4 options to customize your LLM

If you want to customize an LLM of choice with more context about you/your project/your company, you have a couple of options to do so. ✔︎

For most people (re)training their own AI is not an option because it requires quite some hardware/resources. OpenAI has revealed that to train GPT-4 (so not even the latest models) it cost them $100M and took 100 days, utilizing 25,000 NVIDIA A100 GPUs. 😱

So yeah, let’s not do that. But you still have some very powerful options for customizing pre-trained models that are either free or at least far below $100M… 👇

1. Stuff your prompts with context

The most accessible way to customize LLM behavior is through prompt engineering. This involves crafting specific instructions that guide the model’s responses. There are thousands of ways to structure prompts (and YouTube videos on how to do it), but specifically for enriching your LLM with context you can add/upload documents, files, or even just plain text.

You can include any additional context in the prompt (plain text or documents). This is also what happens when you add “instructions” or “projects” with files. You store documents that the LLM will include in every prompt.

However: there is a limit to this called the “context” or “token” limit What are tokens?. Google Gemini 1.5 Pro has over 2M token limit, Claude Sonnet 3.5 has 200K, GPT-01-mini has 128K. One site where you can check these limits for many models is OpenRouter.

Tip 1: You can (also) provide examples of what the end result should look like. If you want the AI to use a certain tone of voice, structure text in a certain way or always include certain elements: instead of only telling it to do so, it really helps if you can actually show it what a desired outcome looks like. This method does NOT change the models’ knowledge base or weights or anything, but it can definitely help the model understand the desired behavior and tune it towards your needs.

Tip 2: If you want to save on tokens, for most LLMs, PDFs or images are much more token-heavy than plain text. So if you can, use plain text, or export your document as a markdown file first (Google Docs can do this).

2. Fine-Tuning

Fine-tuning does adjust the model’s weights to better align with your use case and/or based on any specific data that you provide. It requires substantial data, can still be expensive, and will need re-training with every update.

3. RAG (Retrieval-Augmented Generation)

RAG retrieves relevant information from an external knowledge base and dynamically incorporates it. This allows you to go beyond context windows and doesn’t require re-training when the data changes. So if your data source is up-to-date, so will your LLM responses be. However, it does require you to have a vector database and retrieval system set up.

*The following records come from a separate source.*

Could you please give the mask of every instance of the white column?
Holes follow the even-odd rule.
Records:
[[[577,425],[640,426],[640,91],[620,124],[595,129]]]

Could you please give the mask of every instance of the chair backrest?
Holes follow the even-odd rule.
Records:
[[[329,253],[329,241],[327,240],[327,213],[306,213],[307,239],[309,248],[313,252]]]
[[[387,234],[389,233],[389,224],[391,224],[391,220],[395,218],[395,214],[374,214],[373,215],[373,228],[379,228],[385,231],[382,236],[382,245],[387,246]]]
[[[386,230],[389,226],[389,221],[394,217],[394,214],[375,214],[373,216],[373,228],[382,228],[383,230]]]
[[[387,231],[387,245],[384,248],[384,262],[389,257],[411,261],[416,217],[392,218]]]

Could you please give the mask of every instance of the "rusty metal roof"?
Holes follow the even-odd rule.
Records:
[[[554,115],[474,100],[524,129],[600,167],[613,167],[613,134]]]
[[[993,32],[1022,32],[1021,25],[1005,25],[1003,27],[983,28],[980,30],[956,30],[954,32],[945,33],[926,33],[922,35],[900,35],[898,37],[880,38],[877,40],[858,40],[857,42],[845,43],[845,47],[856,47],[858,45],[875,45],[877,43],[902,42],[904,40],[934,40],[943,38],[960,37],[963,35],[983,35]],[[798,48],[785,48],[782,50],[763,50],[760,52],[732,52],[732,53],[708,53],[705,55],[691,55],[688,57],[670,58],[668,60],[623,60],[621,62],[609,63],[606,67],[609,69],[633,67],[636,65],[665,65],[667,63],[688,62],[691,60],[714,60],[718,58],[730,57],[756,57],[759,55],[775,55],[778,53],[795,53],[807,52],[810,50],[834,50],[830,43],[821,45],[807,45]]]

RAG combines the LLM’s capabilities with external knowledge bases. It retrieves relevant information and incorporates it into the generation process.

4. MCP (Model Context Protocol)

This is a connector/interface/tool the LLM can use. Example: connect to Google Docs or Asana to search for documents or add tasks. If the API allows the action, your LLM can now use or even execute it.

You don’t need to put all this info through every prompt. But any text/document that is requested to be used by the LLM will still add to the context limit, so you can’t just pull in your whole Gdoc database with 100s of files.

On Github you can find a list of MCPs that are available, but you can also “simply” ask your AI to create its own MCP tool if you use it in a tool that allows this (like Cline for VSCode).

MCPs are always “live”: if the information updates, through the LLM, your LLM will have access to the latest info but it is not in any way trained on this info.

Conclusion

It depends on what kind of information you want to include and how much and what you want to do with it.

For simplicity and flexibility, I usually use a combination of #1 (adding context to my prompts) and #4️ (using MCPs).

How do you structurally customize your AI experience?